А ты что скажешь, Варя? Мать, севши в уголку, беззвучно плакала.
С отца
весь восторг сразу слетел, и он, обескураженный, подошел к матери, нагнулся и
нежно поцеловал ее в голову.
– Эх,
Варя! Ты ничего не понимаешь!.. Васька! Сколько, по-твоему, должна стоить такая
лампа?
– Семь
тысяч, – сказал я, обойдя вокруг лампы. – По крайней мере, я дал бы
за нее столько, лишь бы ее отсюда убрали.
– Много
ты понимаешь! – растерялся отец.
Лампа
оказалась из одного семейства с умывальником. Керосин (четырнадцать фунтов),
налитый в нее, потек, отравил воздух, а когда слесарь исправил ее (тот самый,
который украл шапку), то лампа втянула в себя громадный черный фитиль и ни за
что не хотела выпустить его. Вытащенный какими-то щипцами, фитиль загорелся, но
так начадил, что соседи пришли спасать нас от пожара, предлагая бесплатные
услуги по выносу вещей и тушению огня.
А
громадная необъятная лампа горела маленьким микроскопическим огоньком, таким,
какой теплится в лампадке у икон, тихо потрескивала и язвительно прищелкивала
своим крохотным красным язычком.
Отец
стоял перед ней в немом восторге.
Однажды
на лестнице послышался такой же шум, грохот и крики.
– Что
еще? – выскочила мать.
– Часы, –
счастливо смеясь, сообщил отец.
Это было
самое поразительное, самое неслыханное из всего купленного отцом.
По
громадному циферблату стремительно носились две стрелки, не считаясь ни с
временем, ни с усилиями людей, которые вздумали бы удержать их от этого. Внизу
грозно раскачивался колоссальный маятник, делая размах аршина четыре, а впереди
весь механизм хрипло и тяжело дышал, как загнанный носорог или полузадушенный
подушкой человек…
Кто их
сделал?

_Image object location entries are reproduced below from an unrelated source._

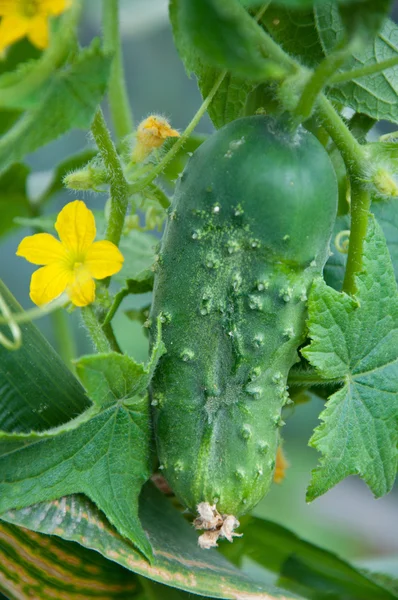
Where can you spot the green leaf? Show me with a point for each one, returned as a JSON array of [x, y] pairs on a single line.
[[355, 341], [72, 163], [386, 213], [70, 101], [374, 95], [49, 568], [138, 249], [14, 201], [111, 377], [222, 34], [37, 390], [296, 32], [104, 453], [303, 567], [177, 561], [230, 100]]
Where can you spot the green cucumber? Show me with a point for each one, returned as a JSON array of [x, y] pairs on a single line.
[[248, 230]]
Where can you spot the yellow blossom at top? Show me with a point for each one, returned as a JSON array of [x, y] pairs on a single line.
[[29, 18], [151, 133], [72, 263]]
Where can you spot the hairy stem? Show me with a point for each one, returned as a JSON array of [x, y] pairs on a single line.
[[64, 337], [352, 153], [318, 81], [360, 204], [363, 71], [117, 95], [118, 185], [350, 149], [141, 184]]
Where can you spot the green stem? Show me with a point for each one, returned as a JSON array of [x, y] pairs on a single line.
[[360, 205], [363, 71], [353, 155], [118, 185], [97, 334], [318, 81], [64, 337], [141, 184], [49, 61], [350, 149], [117, 95]]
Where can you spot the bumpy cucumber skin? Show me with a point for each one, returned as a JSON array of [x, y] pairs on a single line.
[[248, 230]]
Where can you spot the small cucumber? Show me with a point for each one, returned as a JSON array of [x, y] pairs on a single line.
[[248, 230]]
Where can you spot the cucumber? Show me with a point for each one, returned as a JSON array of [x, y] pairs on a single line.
[[247, 232]]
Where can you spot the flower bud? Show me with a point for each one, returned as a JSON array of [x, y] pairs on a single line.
[[151, 133]]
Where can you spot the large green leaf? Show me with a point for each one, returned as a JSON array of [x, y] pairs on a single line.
[[70, 101], [37, 391], [222, 34], [37, 566], [296, 32], [138, 249], [14, 201], [373, 95], [229, 101], [178, 561], [355, 341], [104, 453], [303, 567]]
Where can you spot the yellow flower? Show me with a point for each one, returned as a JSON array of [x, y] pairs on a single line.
[[73, 263], [151, 133], [29, 18]]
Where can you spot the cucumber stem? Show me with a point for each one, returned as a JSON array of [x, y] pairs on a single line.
[[360, 205], [364, 71], [319, 80], [353, 155], [118, 185]]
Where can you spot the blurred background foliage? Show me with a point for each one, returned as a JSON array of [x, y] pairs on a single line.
[[347, 519]]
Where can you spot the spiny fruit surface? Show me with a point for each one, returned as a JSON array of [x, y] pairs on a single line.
[[248, 230]]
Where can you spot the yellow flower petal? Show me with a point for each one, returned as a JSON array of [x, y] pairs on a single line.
[[56, 7], [7, 7], [41, 249], [48, 283], [12, 29], [82, 289], [103, 259], [76, 228], [38, 32]]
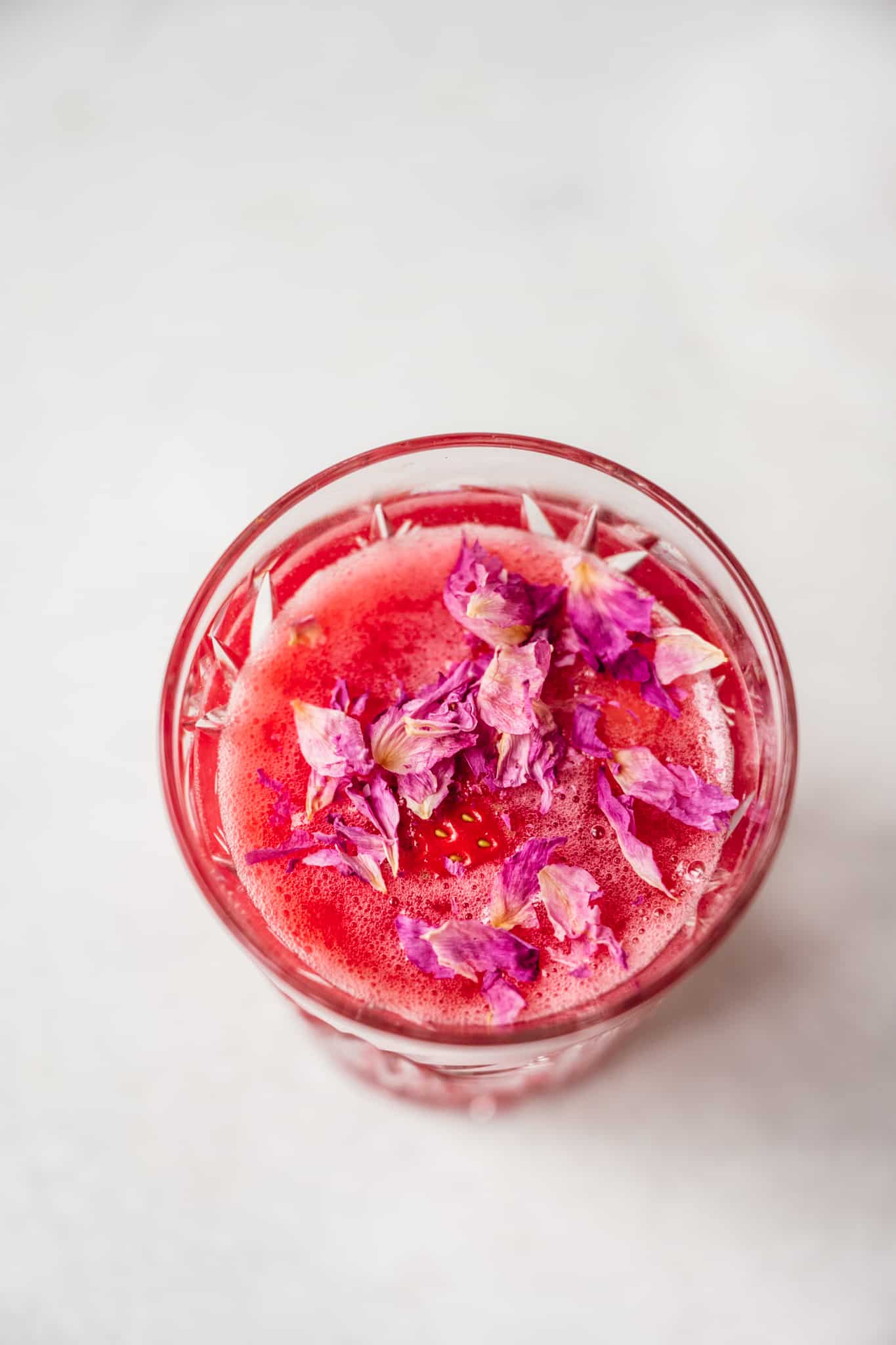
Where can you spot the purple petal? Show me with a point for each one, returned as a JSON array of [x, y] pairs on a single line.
[[296, 844], [634, 666], [516, 884], [480, 594], [511, 682], [602, 607], [282, 810], [417, 948], [425, 790], [504, 1001], [620, 816], [676, 790], [332, 743], [375, 801], [567, 893], [585, 732], [680, 653], [472, 948], [320, 794]]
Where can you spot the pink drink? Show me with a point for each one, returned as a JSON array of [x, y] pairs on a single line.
[[381, 622]]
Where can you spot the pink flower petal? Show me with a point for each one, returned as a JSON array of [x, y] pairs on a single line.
[[320, 793], [640, 856], [282, 810], [676, 790], [377, 802], [634, 666], [602, 607], [498, 607], [473, 950], [585, 732], [332, 743], [418, 950], [680, 653], [516, 884], [511, 682], [567, 893], [352, 852], [425, 790], [504, 1001]]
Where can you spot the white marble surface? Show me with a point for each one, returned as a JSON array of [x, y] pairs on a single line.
[[240, 241]]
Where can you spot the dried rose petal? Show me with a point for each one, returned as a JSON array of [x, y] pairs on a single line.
[[634, 666], [567, 893], [297, 843], [282, 810], [504, 1001], [516, 884], [340, 699], [511, 682], [425, 790], [473, 950], [418, 950], [585, 732], [680, 653], [352, 852], [580, 959], [375, 801], [332, 743], [676, 790], [412, 738], [602, 607], [498, 607], [620, 816], [320, 793]]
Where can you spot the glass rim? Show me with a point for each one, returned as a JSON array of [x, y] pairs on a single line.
[[340, 1005]]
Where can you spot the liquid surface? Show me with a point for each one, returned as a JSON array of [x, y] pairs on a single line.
[[385, 626]]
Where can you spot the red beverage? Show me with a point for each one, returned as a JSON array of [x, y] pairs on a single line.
[[371, 611]]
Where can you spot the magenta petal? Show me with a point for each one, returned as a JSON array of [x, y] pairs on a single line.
[[472, 948], [699, 803], [504, 1001], [676, 790], [602, 607], [516, 884], [511, 682], [634, 666], [495, 606], [322, 791], [418, 950], [680, 653], [282, 810], [640, 856], [567, 893], [425, 790], [585, 732], [332, 743], [297, 843], [377, 802]]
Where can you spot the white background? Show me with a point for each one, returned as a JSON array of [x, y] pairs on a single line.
[[238, 242]]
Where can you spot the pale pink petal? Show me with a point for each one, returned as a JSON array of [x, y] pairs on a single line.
[[640, 856], [332, 743], [425, 790], [602, 607], [511, 682], [680, 653], [375, 801], [567, 893], [516, 884], [504, 1001], [473, 950]]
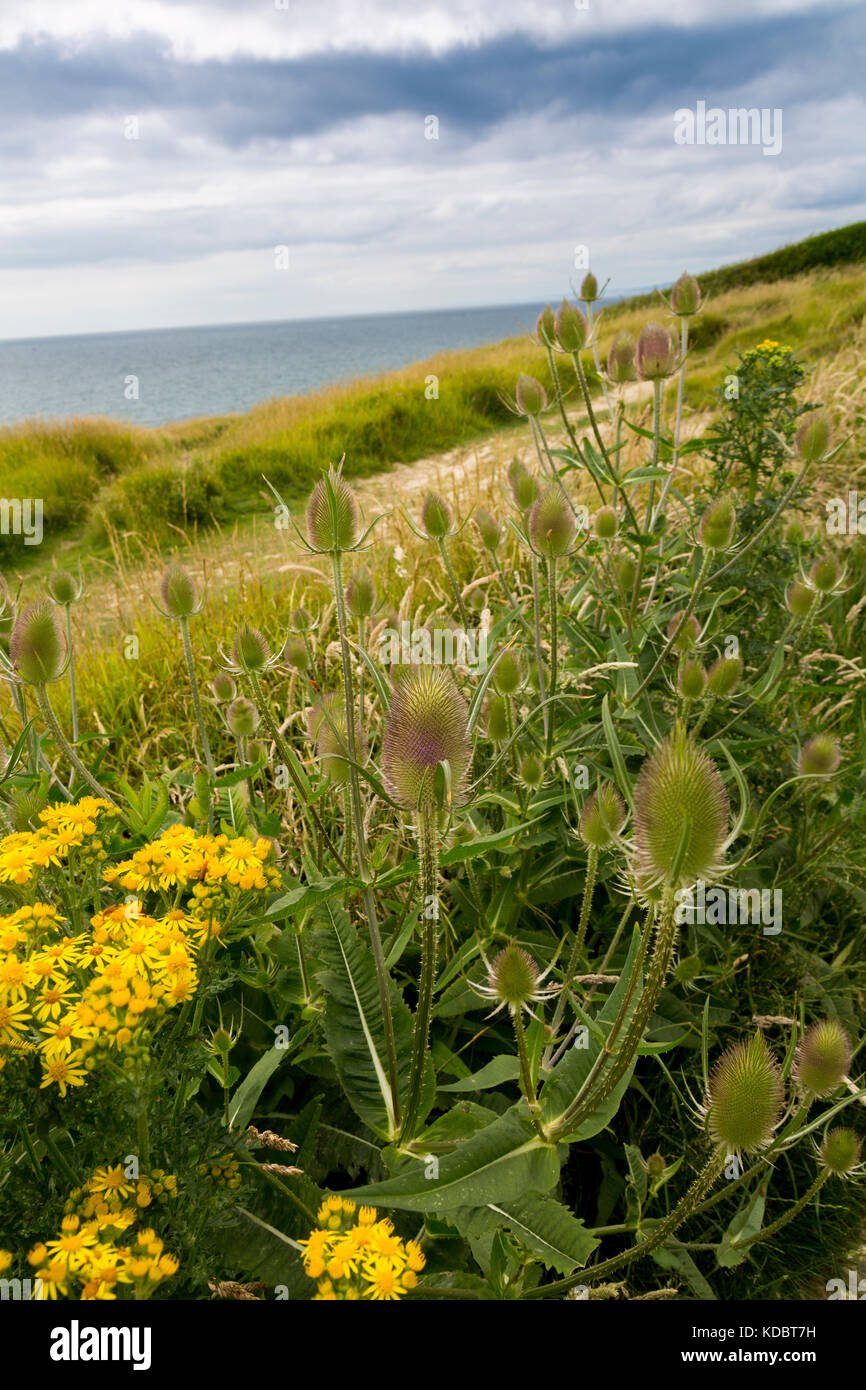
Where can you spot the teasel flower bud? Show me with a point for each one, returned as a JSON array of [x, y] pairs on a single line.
[[360, 594], [685, 296], [745, 1097], [606, 523], [435, 516], [799, 599], [822, 1058], [224, 687], [826, 574], [530, 395], [488, 528], [656, 355], [38, 645], [622, 359], [691, 680], [427, 724], [242, 717], [812, 439], [178, 592], [508, 676], [690, 634], [324, 531], [552, 523], [602, 818], [819, 756], [570, 327], [723, 676], [840, 1151], [717, 526], [250, 651], [680, 816]]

Какому пьяному, ненормальному, воспаленному алкоголем мозгу явилась
мысль соорудить этот безобразный неуклюжий аппарат, со всеми частями,
болезненно, как в бреду, преувеличенными, с ходом без логики и с пьяным
отвратительным дыханием внутри, дыханием их творца, который, может быть, околел
уже где-нибудь под забором, истерзанный белой горячкой, изглоданный ревматизмом
и подагрой.
Часы
стали рядом с умывальником и лампой, перемигнулись и сразу поняли, как им вести
себя в этом доме.
Маятник
стремительно носился от стены к стене и все норовил сбить с ног нас, когда мы
стремглав проскакивали у него сбоку… Механизм ворчал, кашлял и стонал, как
умирающий, а стрелки резвились на циферблате, разбегаясь, сходясь и кружась в
лихой вакхической пляске…
Отец
вздумал подчинить нас времени, показываемому этими часами, но скоро убедился,
что обедать придется ночью, спать в полдень и что нас через неделю исключат из
училищ за появление на уроки в одиннадцать часов вечера.
Часы
пригодились нам, как спортивный, невиданный доселе нигде аппарат… Мы брали
трехлетнюю сестренку Олю, усаживали ее на колоссальный маятник, и она,
уцепившись судорожно за стержень, носилась, трепещущая, испуганная, из стороны
в сторону, возбуждая веселье окружающей молодежи.
Мать
назвала эту комнату «Проклятой комнатой».
Целый
день оттуда доносился удушливый запах керосина, журчали ручейки воды, вытекавшей
из умывальника на пол, а по ночам нас будили и пугали страшные стоны, которые
испускали часы, перемежая иногда эти стоны хриплым зловещим хохотом и ржаньем.
Однажды,
когда мы вернулись из школы и хлынули толпой в нашу любимую комнату повеселиться
около часов, мы отступили, изумленные, испуганные: комната была пуста, и только
три крашеных четырехугольника на полу показывали те места, где стояли отцовы
покупки.
– Что
ты с ними сделала? – спросили мы мать.
– Продала.
– Много
дали? – спросил молчавший доселе отец.
– Три
рубля. Только не они дали, а я… Чтобы их унесли. Никто не хотел связываться с
ними даром…
Отец
опустил голову, и по пустой комнате гулко прошелся его подавленный шепот:
– Много
ты понимаешь! Теперь он умер, мой отец.